Strategi Pasar Prudential Financial Quincy Krosby mengatakan, investor melihat bahwa imbal hasil obligasi pemerintah AS dengan tenor 10 tahun naik lebih tinggi karena spekulasi pemangkasan stimulus The Fed bisa dilakukan lebih cepat dari perkiraan sebelumnya.
Selama sesi perdagangan, imbal hasil obligasi mencapai tingkat tertinggi sejak pertengahan September, meskipun masih lebih rendah dibanding bulan lalu.
"Pasar mengkhawatirkan waktu pemangkasan stimulus. Sejumlah pejabat The Fed berbicara dan dan tampaknya pembahasan mengenai pemangkasan stimulus sudah dimulai," kata dia seperti dilansir Reuters, Rabu (13/11/2013).
Sejumlah pengamat mulai berspekulasi bahwa The Fed akan mulai melakukan pemangkasan stimulus lebih awal menjadi Desember didukung data tenaga kerja yang kuat di bulan Oktober 2013.

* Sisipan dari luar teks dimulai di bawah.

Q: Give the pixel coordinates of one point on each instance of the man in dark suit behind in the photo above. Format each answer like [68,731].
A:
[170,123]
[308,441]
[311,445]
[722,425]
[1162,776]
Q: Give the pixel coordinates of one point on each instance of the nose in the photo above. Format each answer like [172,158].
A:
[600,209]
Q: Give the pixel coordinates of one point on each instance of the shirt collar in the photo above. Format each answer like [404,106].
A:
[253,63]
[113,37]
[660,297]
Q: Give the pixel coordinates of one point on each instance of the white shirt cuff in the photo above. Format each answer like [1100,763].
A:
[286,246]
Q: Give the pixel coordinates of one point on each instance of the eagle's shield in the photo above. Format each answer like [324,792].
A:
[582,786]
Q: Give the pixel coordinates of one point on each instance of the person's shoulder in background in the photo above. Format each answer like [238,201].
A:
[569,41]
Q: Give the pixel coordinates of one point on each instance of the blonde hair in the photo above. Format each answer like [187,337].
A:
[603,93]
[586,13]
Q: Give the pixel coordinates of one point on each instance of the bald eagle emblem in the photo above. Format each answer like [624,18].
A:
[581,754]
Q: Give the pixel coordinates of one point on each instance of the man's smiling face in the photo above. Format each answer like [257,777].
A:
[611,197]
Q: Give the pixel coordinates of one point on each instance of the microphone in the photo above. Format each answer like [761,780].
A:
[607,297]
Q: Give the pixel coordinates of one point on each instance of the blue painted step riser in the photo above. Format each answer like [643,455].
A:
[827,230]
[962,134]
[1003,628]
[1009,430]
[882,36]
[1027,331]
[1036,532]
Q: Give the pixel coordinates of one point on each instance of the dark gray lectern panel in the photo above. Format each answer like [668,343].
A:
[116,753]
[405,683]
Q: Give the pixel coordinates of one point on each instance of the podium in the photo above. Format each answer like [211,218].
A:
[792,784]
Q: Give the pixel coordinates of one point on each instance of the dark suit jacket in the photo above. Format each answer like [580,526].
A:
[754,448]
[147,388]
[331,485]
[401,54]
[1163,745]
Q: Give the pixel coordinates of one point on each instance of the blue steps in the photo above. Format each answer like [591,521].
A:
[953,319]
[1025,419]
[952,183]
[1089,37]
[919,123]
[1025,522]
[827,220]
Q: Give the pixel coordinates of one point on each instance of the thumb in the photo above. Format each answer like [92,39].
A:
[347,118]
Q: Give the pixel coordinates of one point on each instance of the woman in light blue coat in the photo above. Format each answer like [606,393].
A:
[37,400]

Sementara penurunan ini menghentikan kenaikan dan rekor tertingi yang kemarin berhasil dicetak Dow Jones. Penurunan terbesar dipimpin sektor keuangan, energi dan utilitas di indeks S&P 500. Harga minyak di pasar berjangka AS turun 2,2 persen, memberi imbas pada saham sektor energi seperti Chevron (CVX.N), yang turun 0,9 persen menjadi USD120.
Semalam, indeks Dow Jones susut 32,43 poin atau 0,21 persen menjadi 15.750,67; S&P 500 turun 4,20 poin atau 0,24 persen menjadi 1.767,69, sedangkan Nasdaq naik tipis 0,13 poin menjadi 3.919,92.